Remplacez l’Anneau par l’énergie nucléaire ou l’intelligence artificielle et vous aurez une bonne raison de quitter votre petit coin de Comté afin d’aller manifester votre mécontentement avec d’autres Hobbits en colère. Cependant, si la défense de l’environnement, l’incitation à « cultiver son jardin » et le rejet des dérives technologiques pourraient faire passer les Hobbits pour les Greta Thunberg de la Terre du Milieu, il ne faut pas oublier que leur bonhomie cache des côtés plus sombres.

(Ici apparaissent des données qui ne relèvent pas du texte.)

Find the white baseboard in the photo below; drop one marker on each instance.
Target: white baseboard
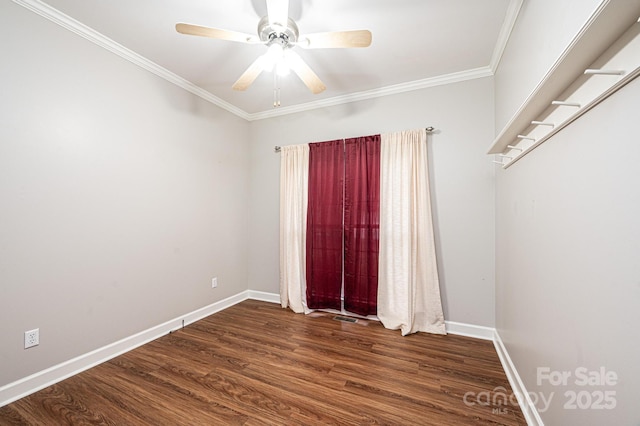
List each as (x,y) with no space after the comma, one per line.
(527,406)
(40,380)
(264,296)
(469,330)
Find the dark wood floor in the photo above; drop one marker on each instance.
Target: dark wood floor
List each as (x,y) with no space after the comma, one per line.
(258,364)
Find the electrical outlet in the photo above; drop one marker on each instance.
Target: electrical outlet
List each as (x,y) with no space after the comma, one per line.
(31,338)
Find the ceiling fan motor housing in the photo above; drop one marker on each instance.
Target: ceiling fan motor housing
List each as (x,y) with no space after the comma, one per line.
(275,33)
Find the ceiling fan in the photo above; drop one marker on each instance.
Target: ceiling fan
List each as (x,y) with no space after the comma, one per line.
(280,34)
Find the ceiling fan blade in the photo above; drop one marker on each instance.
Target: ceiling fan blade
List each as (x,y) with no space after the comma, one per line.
(278,12)
(198,30)
(249,76)
(305,73)
(336,39)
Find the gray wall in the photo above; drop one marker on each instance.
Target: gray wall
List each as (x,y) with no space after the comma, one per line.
(567,239)
(122,196)
(462,181)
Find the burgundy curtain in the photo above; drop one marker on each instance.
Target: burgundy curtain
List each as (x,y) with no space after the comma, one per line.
(324,225)
(361,224)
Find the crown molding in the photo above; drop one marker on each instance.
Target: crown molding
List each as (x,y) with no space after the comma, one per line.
(505,33)
(65,21)
(377,93)
(101,40)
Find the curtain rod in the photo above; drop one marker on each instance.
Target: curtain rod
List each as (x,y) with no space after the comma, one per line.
(429,129)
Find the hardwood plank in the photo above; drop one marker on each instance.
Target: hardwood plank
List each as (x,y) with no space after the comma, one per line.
(256,363)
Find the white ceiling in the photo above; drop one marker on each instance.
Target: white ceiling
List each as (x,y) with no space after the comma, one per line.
(416,43)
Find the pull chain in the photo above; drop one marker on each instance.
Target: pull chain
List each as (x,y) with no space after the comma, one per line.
(276,89)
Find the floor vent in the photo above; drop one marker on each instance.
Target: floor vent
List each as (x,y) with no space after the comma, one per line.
(344,319)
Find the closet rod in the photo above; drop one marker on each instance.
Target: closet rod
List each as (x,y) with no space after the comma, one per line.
(429,129)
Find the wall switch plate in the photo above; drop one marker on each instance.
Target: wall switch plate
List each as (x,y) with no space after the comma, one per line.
(31,338)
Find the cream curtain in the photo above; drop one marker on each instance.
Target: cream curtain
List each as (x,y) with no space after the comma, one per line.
(294,177)
(408,286)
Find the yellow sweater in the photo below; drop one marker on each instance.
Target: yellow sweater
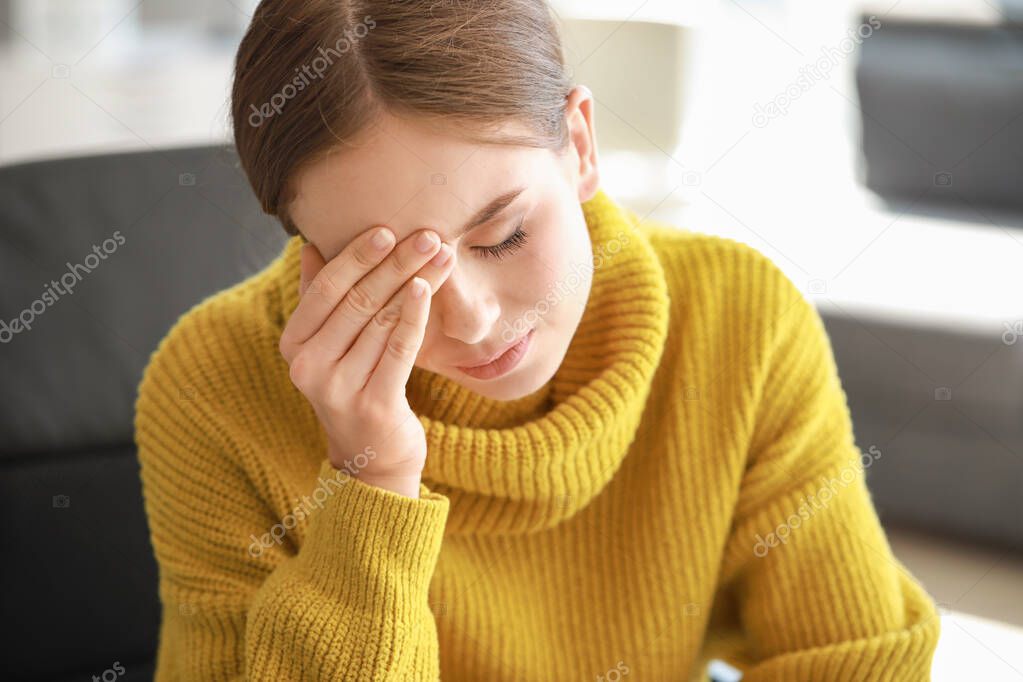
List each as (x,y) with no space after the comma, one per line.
(685,487)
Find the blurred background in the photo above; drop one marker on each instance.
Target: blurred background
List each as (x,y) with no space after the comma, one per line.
(873,150)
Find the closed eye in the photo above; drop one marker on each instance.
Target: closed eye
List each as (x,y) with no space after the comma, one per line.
(506,247)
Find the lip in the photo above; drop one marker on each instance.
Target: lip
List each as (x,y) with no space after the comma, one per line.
(505,361)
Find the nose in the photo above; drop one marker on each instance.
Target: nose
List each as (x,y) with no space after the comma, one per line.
(468,311)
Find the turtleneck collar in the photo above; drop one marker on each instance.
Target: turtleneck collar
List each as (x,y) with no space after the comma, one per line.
(527,464)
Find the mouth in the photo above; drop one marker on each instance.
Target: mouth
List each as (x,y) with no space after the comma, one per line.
(504,362)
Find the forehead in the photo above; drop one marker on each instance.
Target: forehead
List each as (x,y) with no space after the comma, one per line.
(408,177)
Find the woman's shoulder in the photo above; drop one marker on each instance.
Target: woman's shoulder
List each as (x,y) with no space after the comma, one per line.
(221,350)
(716,269)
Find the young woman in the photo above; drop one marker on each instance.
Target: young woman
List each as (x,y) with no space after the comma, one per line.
(479,421)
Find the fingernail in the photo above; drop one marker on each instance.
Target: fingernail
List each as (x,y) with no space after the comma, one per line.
(426,242)
(442,256)
(383,238)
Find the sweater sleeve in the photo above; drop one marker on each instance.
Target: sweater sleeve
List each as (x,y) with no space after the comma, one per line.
(819,594)
(350,604)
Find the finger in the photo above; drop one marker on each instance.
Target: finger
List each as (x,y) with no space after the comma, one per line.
(357,365)
(328,285)
(369,294)
(403,346)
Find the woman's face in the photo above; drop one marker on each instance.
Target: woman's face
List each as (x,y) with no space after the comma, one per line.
(409,177)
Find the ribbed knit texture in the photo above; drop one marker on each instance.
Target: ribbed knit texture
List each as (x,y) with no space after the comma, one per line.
(616,525)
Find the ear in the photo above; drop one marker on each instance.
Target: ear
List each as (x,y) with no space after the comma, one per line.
(582,138)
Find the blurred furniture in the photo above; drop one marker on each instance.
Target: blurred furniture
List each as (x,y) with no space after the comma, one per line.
(942,129)
(942,106)
(149,234)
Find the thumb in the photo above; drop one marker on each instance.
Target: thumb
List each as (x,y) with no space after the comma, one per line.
(312,263)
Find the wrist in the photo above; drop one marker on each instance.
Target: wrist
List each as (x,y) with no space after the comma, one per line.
(403,485)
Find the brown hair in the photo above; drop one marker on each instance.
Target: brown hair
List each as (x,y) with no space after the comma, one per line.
(310,75)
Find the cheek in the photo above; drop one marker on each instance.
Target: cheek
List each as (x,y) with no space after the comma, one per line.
(552,280)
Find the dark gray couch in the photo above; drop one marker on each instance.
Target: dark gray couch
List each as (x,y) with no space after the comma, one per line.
(79,577)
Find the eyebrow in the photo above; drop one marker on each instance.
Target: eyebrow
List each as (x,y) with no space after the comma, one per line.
(489,212)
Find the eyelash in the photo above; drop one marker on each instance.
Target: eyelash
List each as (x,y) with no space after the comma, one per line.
(509,245)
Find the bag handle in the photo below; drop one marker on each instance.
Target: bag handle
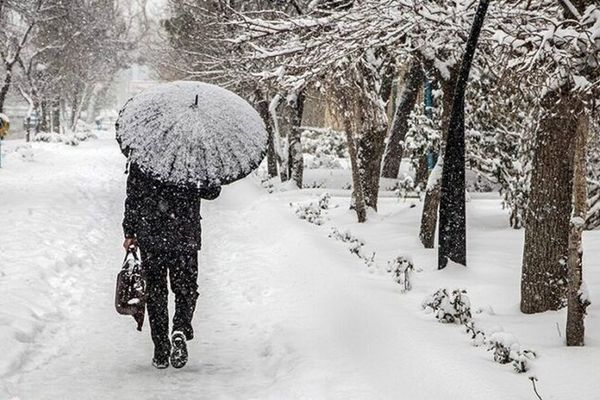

Les lecteurs du Seigneur des anneaux savent ainsi que certains semi-hommes n’ont pas hésité à collaborer avec les forces d’occupation de Saroumane. Et, comme le rappelle Vincent Ferré : « Il y a, certes, un côté un peu utopique dans la communauté des Hobbits telle qu’elle est reconstruite à la fin du roman, avec Sam comme maire. Mais, au début, les Hobbits ont énormément de défauts qu’on a tendance à oublier, même si Tolkien a dit, très clairement, qu’il les avait dotés d’une petite taille pour symboliser la petitesse morale et la mesquinerie de la plupart d’entre eux, qui passent leur temps à critiquer le village voisin et à parler du monde extérieur comme si ce n’était pas important. » Pour vivre heureux, vivons donc comme des Hobbits, oui, mais des Hobbits guidés par les mots du sage Gandalf face à Bilbon Sacquet : « Je crois que ce sont les petites choses, les gestes quotidiens des gens ordinaires qui nous préservent du mal… de simples actes de bonté et d’amour. »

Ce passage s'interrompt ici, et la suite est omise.